After that, the Batterberrys continued to travel and collect; everything in the apartment has a story. The bust? “There was a famous sale at Villa Demidoff, which is outside Florence, and this bust was on a chest, a writing desk that had belonged to Catherine the Great. Michael realized it was never finished because someone removed too much stone. So his jaw would have been missing. We bought the bust for $125, and the chest it was on was $80,000! (They didn’t buy the trunk.) “We call her Betty Demidoff, and we keep her facing out so you can’t see she’s lost part of her chin.”

The living room doesn’t get much light, so she decided it should be painted a dark color. “Oh, I want to brag,” she said. “I was one of the first to use the color I was using in New York at the time; this color dates from 1969. It was inspired by interior designer Rose Cumming’s boutique. “I was completely convinced that her walls were the color I had chosen. I went back and realized that her walls were dark blue, but decided that I liked our color even more – brown. It was an imitation gone wrong.

As for the kitchen, “when we first looked at the apartment,” she says, “the previous tenants had painted it bright blue. Which is lovely but it’s just not food coloring, and we’ve always liked beige, because it’s food coloring. The kitchen walls have the hue of a freshly baked baguette.

It took them seven years to raise the money to start Food & Wine (there were three other co-founders; Playboy was a backer). Their magazine sought to be less stuffy than the then-dominant Gourmet. The partners sold it in 1980; he continues to publish to this day. In 1988, the Batterberrys launched the trade magazine culinary arts, which became part of Mr. Shanken Communications. Michael served as its editor until his death in 2010 – the same year the Batterberrys received the James Beard Foundation Lifetime Achievement Award.

Table: Early in their marriage, the Batterberrys had a round table for eight. “It filled more of the room,” and Ariane replaced it with “a long, narrow one that allowed me more room for storage and perhaps works even better socially.”

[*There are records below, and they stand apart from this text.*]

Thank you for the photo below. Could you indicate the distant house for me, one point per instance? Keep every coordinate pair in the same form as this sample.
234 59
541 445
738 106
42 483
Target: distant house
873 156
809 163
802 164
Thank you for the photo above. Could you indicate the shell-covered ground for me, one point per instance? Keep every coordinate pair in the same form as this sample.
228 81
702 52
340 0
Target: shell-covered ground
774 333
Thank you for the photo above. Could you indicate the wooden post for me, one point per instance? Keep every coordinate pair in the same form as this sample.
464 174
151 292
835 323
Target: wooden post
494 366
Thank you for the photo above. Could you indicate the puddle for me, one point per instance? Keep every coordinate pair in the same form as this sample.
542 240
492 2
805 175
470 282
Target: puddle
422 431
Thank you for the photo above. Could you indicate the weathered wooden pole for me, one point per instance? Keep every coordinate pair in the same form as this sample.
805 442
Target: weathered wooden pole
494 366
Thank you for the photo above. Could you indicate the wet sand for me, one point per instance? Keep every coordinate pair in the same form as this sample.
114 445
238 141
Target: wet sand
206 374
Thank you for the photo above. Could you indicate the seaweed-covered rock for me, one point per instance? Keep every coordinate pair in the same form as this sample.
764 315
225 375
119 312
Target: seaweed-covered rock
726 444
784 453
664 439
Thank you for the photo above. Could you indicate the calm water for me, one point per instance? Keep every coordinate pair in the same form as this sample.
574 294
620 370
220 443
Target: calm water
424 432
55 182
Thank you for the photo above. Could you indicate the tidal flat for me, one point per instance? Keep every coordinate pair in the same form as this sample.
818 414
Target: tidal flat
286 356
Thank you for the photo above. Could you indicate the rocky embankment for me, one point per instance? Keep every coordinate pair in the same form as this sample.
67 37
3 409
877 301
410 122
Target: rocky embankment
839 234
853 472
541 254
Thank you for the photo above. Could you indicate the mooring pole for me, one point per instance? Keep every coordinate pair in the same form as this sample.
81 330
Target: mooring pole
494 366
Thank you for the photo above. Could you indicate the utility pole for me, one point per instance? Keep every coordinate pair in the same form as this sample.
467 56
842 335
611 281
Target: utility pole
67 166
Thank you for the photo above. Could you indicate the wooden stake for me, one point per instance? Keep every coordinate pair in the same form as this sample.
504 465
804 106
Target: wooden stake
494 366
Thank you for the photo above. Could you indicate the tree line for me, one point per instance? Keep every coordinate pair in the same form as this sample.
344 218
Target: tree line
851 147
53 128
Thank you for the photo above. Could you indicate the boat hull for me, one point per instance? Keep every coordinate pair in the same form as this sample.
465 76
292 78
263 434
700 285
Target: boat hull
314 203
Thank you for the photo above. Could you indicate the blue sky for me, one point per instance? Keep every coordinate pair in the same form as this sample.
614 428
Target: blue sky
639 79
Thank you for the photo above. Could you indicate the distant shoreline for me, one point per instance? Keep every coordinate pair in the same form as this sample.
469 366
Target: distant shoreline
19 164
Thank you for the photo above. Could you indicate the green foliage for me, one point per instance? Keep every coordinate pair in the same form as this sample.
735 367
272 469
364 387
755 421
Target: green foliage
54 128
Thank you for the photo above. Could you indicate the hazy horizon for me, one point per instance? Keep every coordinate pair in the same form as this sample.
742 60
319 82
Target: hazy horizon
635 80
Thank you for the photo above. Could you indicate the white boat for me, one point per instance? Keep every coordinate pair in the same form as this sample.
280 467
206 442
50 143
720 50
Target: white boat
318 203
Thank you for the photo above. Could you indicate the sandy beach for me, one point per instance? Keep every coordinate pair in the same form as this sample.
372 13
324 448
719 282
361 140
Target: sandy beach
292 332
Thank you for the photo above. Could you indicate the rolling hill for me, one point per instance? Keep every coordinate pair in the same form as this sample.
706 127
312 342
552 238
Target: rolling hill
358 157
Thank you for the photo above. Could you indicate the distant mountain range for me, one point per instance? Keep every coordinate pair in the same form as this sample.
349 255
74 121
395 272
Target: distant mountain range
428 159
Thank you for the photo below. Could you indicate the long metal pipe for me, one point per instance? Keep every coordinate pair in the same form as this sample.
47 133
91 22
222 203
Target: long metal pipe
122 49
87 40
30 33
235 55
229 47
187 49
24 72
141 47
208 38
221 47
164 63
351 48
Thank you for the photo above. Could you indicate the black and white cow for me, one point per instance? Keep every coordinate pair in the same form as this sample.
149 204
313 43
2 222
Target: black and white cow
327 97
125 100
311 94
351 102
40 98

The kitchen: James Beard once called Michael Batterberry “the best chef in America outside of a professional kitchen.”

Art: The red paint is by Michael Batterberry. “Both objects are reflectors from an Italian church. They would be behind the altar to reflect the light; they need polishing. I think they are brass.

The dresser: “The large cabinet that holds all our china, the one that takes up the whole corner – we bought it from the same French antique dealer we got the large frame from.” The 17th century piece is “a dresser, where the priests kept their robes”.

The home : “When we were young, we didn’t have a lot of money, and when we found a good deal that we liked, we tended to think of a way to use it. And we found a roll of this cotton and we said, ‘Okay! A curtain at the entrance.’ The painting of a horse standing on its hind legs is by Geoffrey Holder. “Geoffrey and Michael were very close friends, and when they were young they shared a studio. And Geoffrey gave this painting to Michael.